Et elle a suivi les séances de travail que lui préparait son entraîneur.

Je suis vraiment chanceuse, car on a un gym dans notre maison, au sous-sol. Il est vraiment top. J’ai tout ce dont j’ai besoin.

Valérie Grenier

J’ai continué l’entraînement vraiment intense pour amener ma force physique au max, explique-t-elle. Je n’ai pas pu retourner à Tremblant, donc, ça, ça a été dommage. Mais à ce moment-là, tout le monde devait arrêter de skier quand même. Donc, ce n’est pas comme si je manquais quelque chose.

Quand Valérie Grenier pense qu'elle pourrait être en train de skier, de s'entraîner avec l'équipe, la déprime s'installe un peu. Elle la chasse en s'occupant le corps et l'esprit.

Comme j’habite à la campagne, je fais beaucoup de vélo de route. Maintenant qu’il fait beau, j’en fais beaucoup dehors. Et là, je viens de jouer au tennis. J’ai fait mon entraînement de musculation ce matin.

Pour me garder occupée, je travaille aussi en construction. Avec mon copain, on rénove une maison, révèle-t-elle. On travaille dessus chaque après-midi et les fins de semaine. C’est le fun, j’apprends beaucoup. Ça me garde en forme et on voit vite le résultat.
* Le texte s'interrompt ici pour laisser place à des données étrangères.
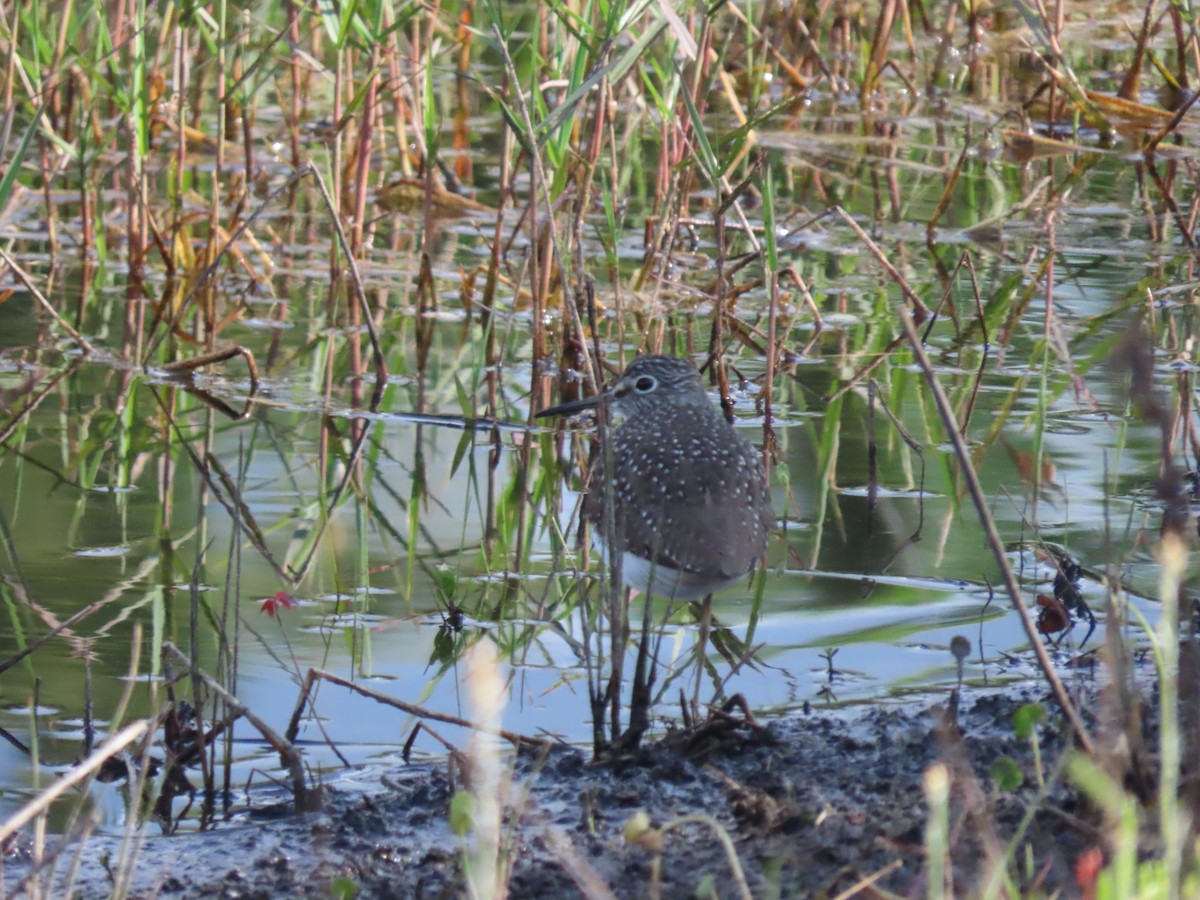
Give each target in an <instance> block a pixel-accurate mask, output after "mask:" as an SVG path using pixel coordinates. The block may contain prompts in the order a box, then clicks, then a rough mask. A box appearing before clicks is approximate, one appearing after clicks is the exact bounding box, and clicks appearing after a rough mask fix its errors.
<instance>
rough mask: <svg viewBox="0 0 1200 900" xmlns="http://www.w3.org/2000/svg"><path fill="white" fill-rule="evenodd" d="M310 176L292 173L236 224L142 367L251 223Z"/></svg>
mask: <svg viewBox="0 0 1200 900" xmlns="http://www.w3.org/2000/svg"><path fill="white" fill-rule="evenodd" d="M310 173H311V174H313V175H317V179H318V182H319V179H320V175H319V174H317V172H316V169H313V168H312V167H311V166H308V167H306V168H302V169H298V170H296V172H293V173H292V174H290V175H289V176H288V179H287V181H284V182H283V184H282V185H280V186H278V187H276V188H275V190H274V191H271V193H269V194H268V196H266V198H265V199H264V200H263V202H262V203H260V204H259V205H258V208H257V209H256V210H254V211H253V212H251V214H250V216H247V217H246V220H245V221H244V222H241V223H239V226H238V228H236V229H235V230H234V232H233V234H230V235H229V239H228V240H227V241H224V244H222V246H221V248H220V250H218V251H216V253H215V254H212V262H211V263H209V264H208V265H206V266H205V268H204V269H203V270H202V271H200V274H199V275H198V276H197V277H196V280H194V281H193V282H192V287H191V289H190V290H188V292H187V294H185V295H184V299H182V300H181V301H180V302H179V306H178V307H176V310H175V313H174V316H172V317H170V320H169V322H168V323H167V328H164V329H162V330H161V331H160V332H158V336H157V337H154V338H151V340H150V342H149V346H148V347H146V349H145V353H143V354H142V365H143V366H145V365H149V364H150V356H151V355H154V352H155V350H156V349H157V348H158V344H161V343H162V342H163V340H164V338H166V337H167V336H168V335H169V334H172V332H173V331H174V330H175V328H176V326H178V325H179V323H180V320H181V319H182V318H184V316H185V314H186V313H187V310H188V307H190V306H191V304H192V299H193V298H194V296H196V295H197V294H198V293H199V292H200V290H202V289H205V288H206V287H208V284H209V282H210V280H211V278H212V276H214V275H216V271H217V266H218V265H221V260H222V259H223V258H224V254H226V253H229V252H230V251H232V250H233V247H234V244H235V242H236V241H238V240H239V239H240V238H241V235H242V234H245V233H246V230H247V229H248V228H250V227H251V226H252V224H253V223H254V220H257V218H258V217H259V216H260V215H262V214H263V212H264V211H266V209H268V206H270V205H271V204H272V203H274V202H275V200H276V199H277V198H278V197H281V196H282V194H284V193H286V192H288V191H290V190H292V187H293V186H294V185H295V184H296V182H298V181H300V180H301V179H302V178H305V175H308V174H310ZM334 221H335V223H336V222H337V218H336V216H335V217H334ZM218 230H220V229H218V227H217V226H214V227H212V233H214V234H216V233H217V232H218ZM338 233H340V234H341V230H338Z"/></svg>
C’est vraiment cool.

Valérie Grenier utilise une perceuse de sa main droite sur une toiture.

Valérie Grenier au travail sur une toiture

Photo : Valérie Grenier

Vers quel coin du globe pour s'entraîner?

Valérie Grenier a traversé le confinement sans aide financière particulière de sa fédération, juste son soutien lié au brevet selon les standards de performance établis.

Disons que le ski alpin n’a pas beaucoup d’argent, fait-elle remarquer. Je pense qu’il n'en a pas en extra à nous fournir. Mais j’habite chez mes parents, je n’ai pas beaucoup de dépenses, je n’ai pas à payer pour un appartement, je me déplace à peine, donc je n’utilise pas d’essence. Je reçois juste mon carding d’athlète et c’est assez pour vivre.

Maintenant, la championne du monde junior en descente en 2016 attend simplement le feu vert pour pouvoir partir avec l'équipe nationale, peu importe où sur la planète. Comme les destinations dépendent de la pandémie, le Chili a laissé sa place à la Nouvelle-Zélande ou peut-être à la Suisse.

C’est vraiment difficile d’avoir un genre de plan, car on ne sait pas quand on va avoir le droit de voyager internationalement, rappelle la skieuse. L'entraîneur me montre le plan A, le plan B, le plan C, mais chaque fois, c’est vraiment comme un gros point d’interrogation parce qu’on ne sait pas quand on pourra partir.

Valérie Grenier
Valérie Grenier

Valérie Grenier

Photo : La Presse canadienne / Frank Gunn

La situation est d'autant plus frustrante pour l'équipe canadienne que les skieurs européens sont de retour en piste depuis quelques semaines déjà.

C’est certain que c’est vraiment plate pour nous. On ne peut même pas se rendre là-bas pour s’entraîner. On peut bien être frustrés ou vouloir changer les choses, mais on ne peut rien faire en ce moment.

En un ou deux jours, je serai prête à partir, affirme-t-elle, un sourire dans la voix. Il faut juste que j’aille chercher mes skis à Tremblant. J’ai vraiment hâte. Là, ça fait beaucoup trop longtemps que je n’ai pas skié ou même fait de parcours. J’ai vraiment hâte.